Why not Mrs Thompson?Chairs were arranged in a circle, lights so that they could conveniently be raised and lowered.

Dermot noticed that there was no question of tests, or of Sir Alington satisfying himself as to the conditions of the seance.

No, this business of Mrs Thompson was only a blind.

Sir Alington was here for quite another purpose.

Claire's mother, Dermot remembered, had died abroad.

There had been some mystery about her...

Hereditary...With a jerk he forced his mind back to the surroundings of the moment.

Everyone took their places, and the lights were turned out, all but a small red-shaded one on a far table.

For a while nothing was heard but the low, even breathing of the medium.

Gradually it grew more and more stertorous.

Then, with a suddenness that made Dermot jump, a loud rap came from the far end of the room.

It was repeated from the other side.

Then a perfect crescendo of raps was heard.

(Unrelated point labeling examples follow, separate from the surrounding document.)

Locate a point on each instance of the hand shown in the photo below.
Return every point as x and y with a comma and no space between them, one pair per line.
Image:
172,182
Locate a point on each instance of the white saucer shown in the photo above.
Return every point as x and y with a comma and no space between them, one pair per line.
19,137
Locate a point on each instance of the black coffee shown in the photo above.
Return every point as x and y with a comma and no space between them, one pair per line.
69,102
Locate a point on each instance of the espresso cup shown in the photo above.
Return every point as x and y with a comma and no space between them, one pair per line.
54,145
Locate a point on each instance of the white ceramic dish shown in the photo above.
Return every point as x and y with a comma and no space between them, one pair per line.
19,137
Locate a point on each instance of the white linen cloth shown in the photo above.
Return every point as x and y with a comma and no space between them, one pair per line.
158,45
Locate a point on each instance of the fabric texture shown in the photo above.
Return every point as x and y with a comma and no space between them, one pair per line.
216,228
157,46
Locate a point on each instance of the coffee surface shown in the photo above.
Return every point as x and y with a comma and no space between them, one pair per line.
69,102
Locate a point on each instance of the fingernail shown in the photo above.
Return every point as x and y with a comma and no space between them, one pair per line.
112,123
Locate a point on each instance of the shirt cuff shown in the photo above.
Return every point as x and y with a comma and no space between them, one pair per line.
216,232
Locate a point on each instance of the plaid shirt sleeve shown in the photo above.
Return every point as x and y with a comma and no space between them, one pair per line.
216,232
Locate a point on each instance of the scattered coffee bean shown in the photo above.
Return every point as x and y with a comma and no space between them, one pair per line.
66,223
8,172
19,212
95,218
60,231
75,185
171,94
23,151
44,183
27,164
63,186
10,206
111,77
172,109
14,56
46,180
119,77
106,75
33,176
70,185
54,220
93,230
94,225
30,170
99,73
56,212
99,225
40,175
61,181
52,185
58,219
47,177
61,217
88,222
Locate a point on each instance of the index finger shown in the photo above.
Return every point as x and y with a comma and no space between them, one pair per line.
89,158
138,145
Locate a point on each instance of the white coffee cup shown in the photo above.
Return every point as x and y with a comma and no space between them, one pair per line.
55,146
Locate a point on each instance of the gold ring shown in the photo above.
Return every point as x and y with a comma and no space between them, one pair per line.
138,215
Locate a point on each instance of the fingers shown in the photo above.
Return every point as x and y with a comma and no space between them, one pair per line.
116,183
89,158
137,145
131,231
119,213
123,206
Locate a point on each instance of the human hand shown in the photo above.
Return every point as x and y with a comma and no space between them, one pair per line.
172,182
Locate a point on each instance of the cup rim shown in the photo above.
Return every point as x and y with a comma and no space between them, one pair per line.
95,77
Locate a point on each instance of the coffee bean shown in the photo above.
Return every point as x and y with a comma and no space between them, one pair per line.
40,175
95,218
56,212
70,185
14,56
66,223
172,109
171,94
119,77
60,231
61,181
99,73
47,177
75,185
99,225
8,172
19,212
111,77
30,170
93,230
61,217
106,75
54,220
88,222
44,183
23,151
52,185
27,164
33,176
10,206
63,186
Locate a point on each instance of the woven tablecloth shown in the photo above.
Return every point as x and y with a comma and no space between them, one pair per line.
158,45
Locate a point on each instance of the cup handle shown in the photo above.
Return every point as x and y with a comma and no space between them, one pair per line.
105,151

They died away, and a sudden high peal of mocking laughter rang through the room.

Then silence, broken by a voice utterly unlike that of Mrs Thompson, a high-pitched, quaintly inflected voice."I am here, gentlemen," it said. "Yess, I am here.

You wish ask me things?"

"Who are you?

Shiromako?"

"Yess.

I Shiromako.

I pass over long ago.

I work.

I very happy."

Further details of Shiromako's life followed.